Fleck's sole book-length work is one of the most important and least read texts in twentieth-century philosophy of science. Through a meticulous case study of how the medical understanding of syphilis evolved over centuries, Fleck demonstrated that scientific facts are not discovered but generated — that they come into being through historically situated, socially organized processes of collective negotiation. The book introduced the concepts of thought collective, thought style, proto-idea, and the distinction between provisional journal knowledge and settled handbook knowledge. It was ignored on publication, rediscovered after Thomas Kuhn acknowledged its influence on The Structure of Scientific Revolutions, and now reads as uncannily prescient for a moment in which AI has made the social construction of scientific facts unusually observable.
The book's structure is itself a Fleckian argument. Rather than presenting a theory abstractly and defending it with examples, Fleck embeds his epistemology inside a historical case study so dense with particulars that the reader must follow the genesis of the syphilis concept through chronicles, clinical reports, serological protocols, and institutional debates before the theoretical apparatus crystallizes. The form enacts the content: facts emerge through the accumulation and negotiation of particulars, not through the application of pre-formed frameworks.
Fleck's case was strategically chosen. Syphilis had seemed like a simple disease with a simple history — the identification of a pathogen, the development of a diagnostic test, the emergence of a treatment. Fleck's archival work demolished this simplicity. The modern concept of syphilis turned out to be the sedimented product of moral, astrological, humoral, and microbiological thought styles, each of which had contributed elements the next style retained, modified, or silently preserved. The Wassermann reaction — the diagnostic test that stabilized the concept in the twentieth century — was itself, on Fleck's careful reconstruction, a test whose reliability was achieved not by technical improvement but by institutional investment that managed its unreliability.
The book was published in 1935 — the same year as the Nuremberg Laws — in German by a Swiss press, by a Polish-Jewish physician whose own thought collective was about to be destroyed. It received almost no reviews. Fleck survived the Lwów ghetto, Auschwitz, and Buchenwald, continuing his research under captivity because his captors found it useful. The book was rediscovered in the 1960s when Kuhn cited it in the preface to The Structure of Scientific Revolutions. Its translation into English in 1979 made Fleck's framework available to Anglophone readers in time to shape the sociology of scientific knowledge that emerged in the 1980s.

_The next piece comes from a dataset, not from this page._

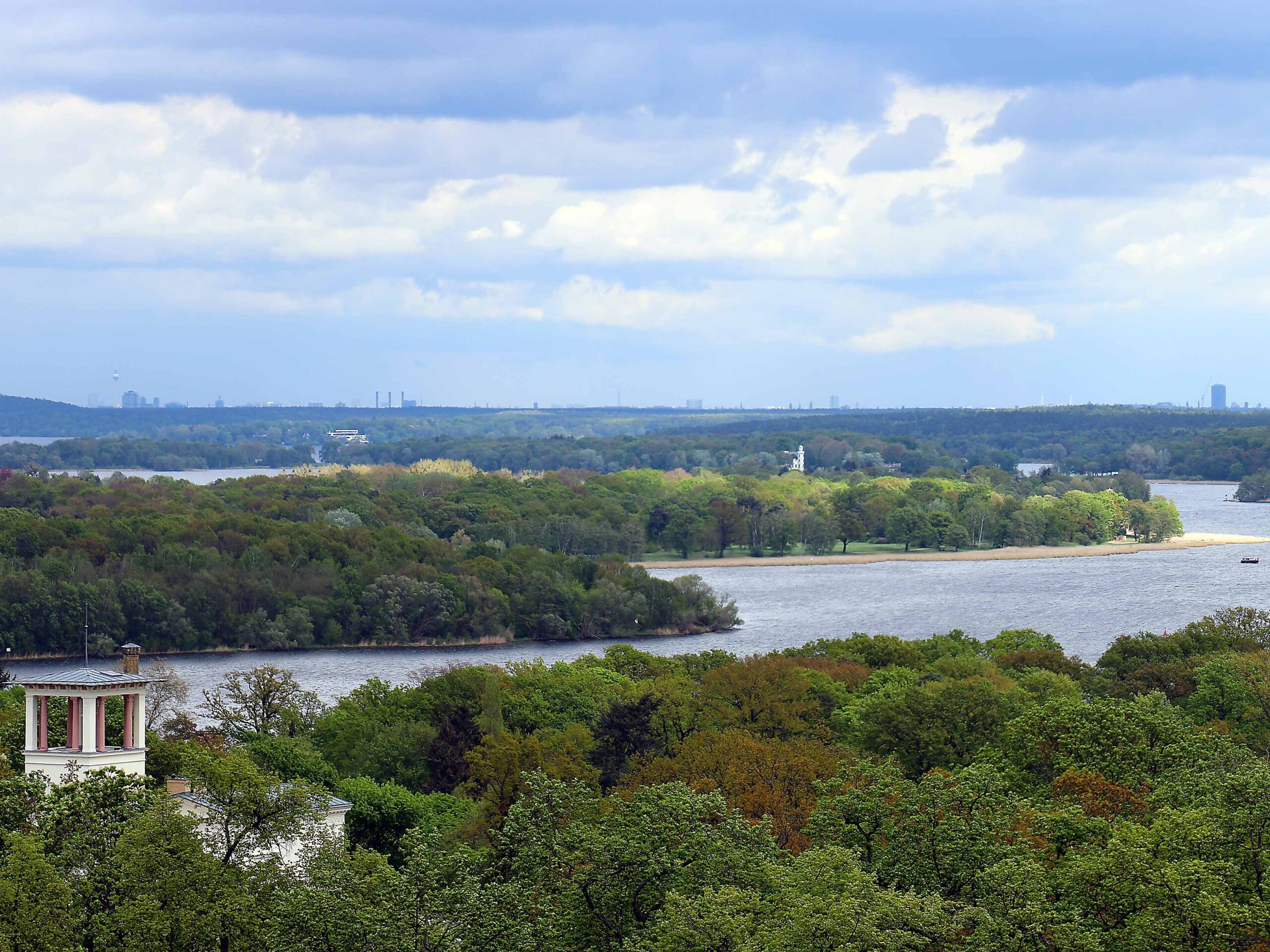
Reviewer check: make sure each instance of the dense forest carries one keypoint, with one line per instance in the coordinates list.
(864, 794)
(1162, 443)
(293, 563)
(441, 552)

The book's relevance to AI is structural. The AI transition is a fact being generated now, through the same kind of collective negotiation Fleck documented. Corporate strategies, educational reforms, and regulatory frameworks are being written on the basis of provisional understandings, encoded in institutions as though they were settled. Fleck's account of how the Wassermann reaction stabilized through institutional investment rather than epistemic maturation is a precise warning about what is happening to the current understanding of AI.
Fleck developed the argument over a decade of clinical and laboratory work in interwar Lwów, drawing on his own bacteriological research, his reading of the history of medicine, and the unusually multilingual intellectual culture of a city that sat at the intersection of Polish, German, Yiddish, and Ukrainian thought worlds. The book appeared with Benno Schwabe in Basel in 1935 after being rejected by German-language publishers who could not place its unusual combination of history, epistemology, and bacteriology.
Fact as genesis. The central provocation of the title — facts have histories, are made rather than found.
Case-embedded theory. The epistemological argument is inseparable from the syphilis case; the form demonstrates the content.
Proto-ideas as prehistory. Every major conceptual breakthrough is prepared by decades of vague intuitions circulating in the relevant thought collectives.
Institutional stabilization. Facts stabilize through institutional investment — sometimes epistemically legitimate, sometimes prematurely.
Suppressed and rediscovered. The book's own reception history is a case study in what Fleck described: a thought-style-incompatible text rendered invisible until a receptive collective emerged.
Scholars continue to debate how much Fleck anticipated Kuhn and how much he went beyond him. The consensus is that Fleck's thought-collective framework is both more sociological than Kuhn's paradigm concept and more attentive to the gradual genesis of facts rather than the punctuated drama of paradigm shift. A second debate concerns how far Fleck's framework generalizes beyond medicine — defenders argue it applies to all knowledge; critics argue the clinical case may be unusually amenable to social-construction analysis because of its explicit normative dimension.